Jadi pemerintah memberikan subsidi solar, lalu subsidinya dialihkan kepada mobil listrik, otomatis akan mengurangi subsidi solar. Juga, terjadi penghematan beban energi yang ditanggung APBN. Selain itu, impor BBM akan jauh berkurang.

“Itu sebabnya pemerintah harus mendorong peralihan dari kendaraan yang menggunakan energi berbasis fuel kepada berbasis listrik, dan juga penggunaan kompor listrik (kompor induksi),” tegas Fahmy

Pakar ketenagalistrikan dan Guru Besar FT-UI Iwa Garniwa mengemukakan hal senada. Penggunaan kompor listrik untuk memasak, manfaatnya lebih bersih (ramah lingkungan), dibandingkan menggunakan energi migas. Karena migas masih membakar dan menghasilkan emisi. Sementara pembangkit listrik yang ada saat ini, adalah PLTU yang lebih sedikit menggunakan batu bara dan sangat minim emisi yang diakibatkan.

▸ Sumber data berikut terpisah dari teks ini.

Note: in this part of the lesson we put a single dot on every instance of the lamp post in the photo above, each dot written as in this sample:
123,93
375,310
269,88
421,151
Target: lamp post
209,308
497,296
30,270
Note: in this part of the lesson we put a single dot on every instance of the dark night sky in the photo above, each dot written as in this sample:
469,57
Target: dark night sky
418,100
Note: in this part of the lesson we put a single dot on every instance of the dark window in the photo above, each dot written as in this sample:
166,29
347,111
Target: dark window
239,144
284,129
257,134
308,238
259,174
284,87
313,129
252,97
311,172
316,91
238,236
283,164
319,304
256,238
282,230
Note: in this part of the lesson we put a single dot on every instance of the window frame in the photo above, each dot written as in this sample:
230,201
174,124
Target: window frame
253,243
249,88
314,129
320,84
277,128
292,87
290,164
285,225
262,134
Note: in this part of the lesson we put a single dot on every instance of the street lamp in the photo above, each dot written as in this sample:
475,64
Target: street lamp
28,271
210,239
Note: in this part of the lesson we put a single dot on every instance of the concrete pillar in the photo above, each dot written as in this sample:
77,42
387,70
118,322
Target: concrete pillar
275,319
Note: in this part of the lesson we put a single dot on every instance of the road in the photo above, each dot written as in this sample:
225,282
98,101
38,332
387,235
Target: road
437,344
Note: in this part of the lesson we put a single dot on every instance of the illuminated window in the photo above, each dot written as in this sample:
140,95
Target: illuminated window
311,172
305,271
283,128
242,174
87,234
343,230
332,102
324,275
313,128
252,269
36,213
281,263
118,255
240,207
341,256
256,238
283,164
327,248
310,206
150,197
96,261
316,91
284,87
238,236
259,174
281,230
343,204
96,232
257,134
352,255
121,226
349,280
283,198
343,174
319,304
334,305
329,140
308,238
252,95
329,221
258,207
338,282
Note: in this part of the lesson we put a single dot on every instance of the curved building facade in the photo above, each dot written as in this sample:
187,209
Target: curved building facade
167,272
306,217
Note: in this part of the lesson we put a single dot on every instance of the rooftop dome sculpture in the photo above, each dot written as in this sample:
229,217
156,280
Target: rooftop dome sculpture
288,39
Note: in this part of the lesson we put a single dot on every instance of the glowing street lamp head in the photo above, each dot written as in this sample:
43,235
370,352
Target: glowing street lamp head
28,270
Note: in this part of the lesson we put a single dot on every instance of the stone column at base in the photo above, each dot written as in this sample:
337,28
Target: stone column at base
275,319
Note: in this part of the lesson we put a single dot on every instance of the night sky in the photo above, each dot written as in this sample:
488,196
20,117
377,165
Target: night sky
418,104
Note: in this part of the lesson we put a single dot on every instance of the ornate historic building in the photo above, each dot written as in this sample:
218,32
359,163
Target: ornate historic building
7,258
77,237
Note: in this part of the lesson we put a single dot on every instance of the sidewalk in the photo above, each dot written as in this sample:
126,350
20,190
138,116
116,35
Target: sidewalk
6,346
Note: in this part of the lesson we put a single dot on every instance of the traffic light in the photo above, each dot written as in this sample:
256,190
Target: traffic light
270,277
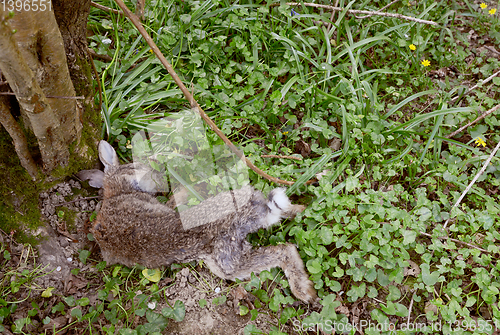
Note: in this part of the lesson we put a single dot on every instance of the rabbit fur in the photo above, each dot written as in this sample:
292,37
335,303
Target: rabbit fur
133,227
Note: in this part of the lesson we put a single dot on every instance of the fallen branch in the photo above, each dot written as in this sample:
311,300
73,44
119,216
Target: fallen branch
485,165
104,8
381,9
355,11
194,105
457,241
477,85
80,97
473,122
284,157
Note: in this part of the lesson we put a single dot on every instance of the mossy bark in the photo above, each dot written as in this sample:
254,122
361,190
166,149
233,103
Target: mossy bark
19,208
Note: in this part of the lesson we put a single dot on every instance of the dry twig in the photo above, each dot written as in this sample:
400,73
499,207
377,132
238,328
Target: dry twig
456,241
381,9
493,152
107,9
278,156
473,122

Namun ditinjau dari segi harga, apakah listrik lebih murah dengan harga yang ada sekarang, Iwa tidak bisa menjawab secara pasti.

“Jika pemerintah memutuskan, menaikkan atau menurunkan harga migas, bisa jadi harganya lebih mahal atau murah. Perbandingannya, antara memasak menggunakan bahan bakar migas atau listrik. Jadi penetapan harga itu relatif sifatnya,” papar Anggota Panitia Akreditasi Ketenagalistrikan, Direktorat Jenderal Ketenagalistrikan Kementerian Energi dan Sumber Daya Mineral (ESDM) ini.

Salah satu acara sosialisasi penggunaan kompor induksi oleh PT PLN (Persero) untuk mengoptimalkan penggunaan listrik.

Konversi Konsumsi Jadi Pilihan

Secara terpisah, Ketua Pengurus Harian Yayasan Lembaga Konsumen Indonesia (YLKI) Tulus Abadi, mengemukakan, penggunaan sejumlah perlengkapan berbasis listrik mulai dari kompor listrik, mobil dan motor listrik akan menjadikan konsumen memiliki pilihan dalam komoditas energi.

“Artinya apabila tersedia semakin banyak pilihan energi yang disediakan oleh negara, maka akan semakin efisien. Selain itu, dengan dengan adanya mobil listrik atau motor listrik, dari segi polusi, bisa menekan pengeluaran dari sisi bahan bakar,” jelasnya.

Karena itu, YLKI kembali menekankan bagi masyarakat konsumen agar mengubah pola hidup menjadi lebih banyak menggunakan energi listrik dibandingkan sumber energi lainnya seperti migas, akan tergantung pada harga yang ditawarkan.

Menurut Tulus, jika harga jual tenaga listrik yang ditawarkan lebih murah, masyarakat memilki alternatif pilihan. Namun sebaliknya, kalau penawaran harganya mahal, akan sulit bagi masyarakat beralih pada listrik.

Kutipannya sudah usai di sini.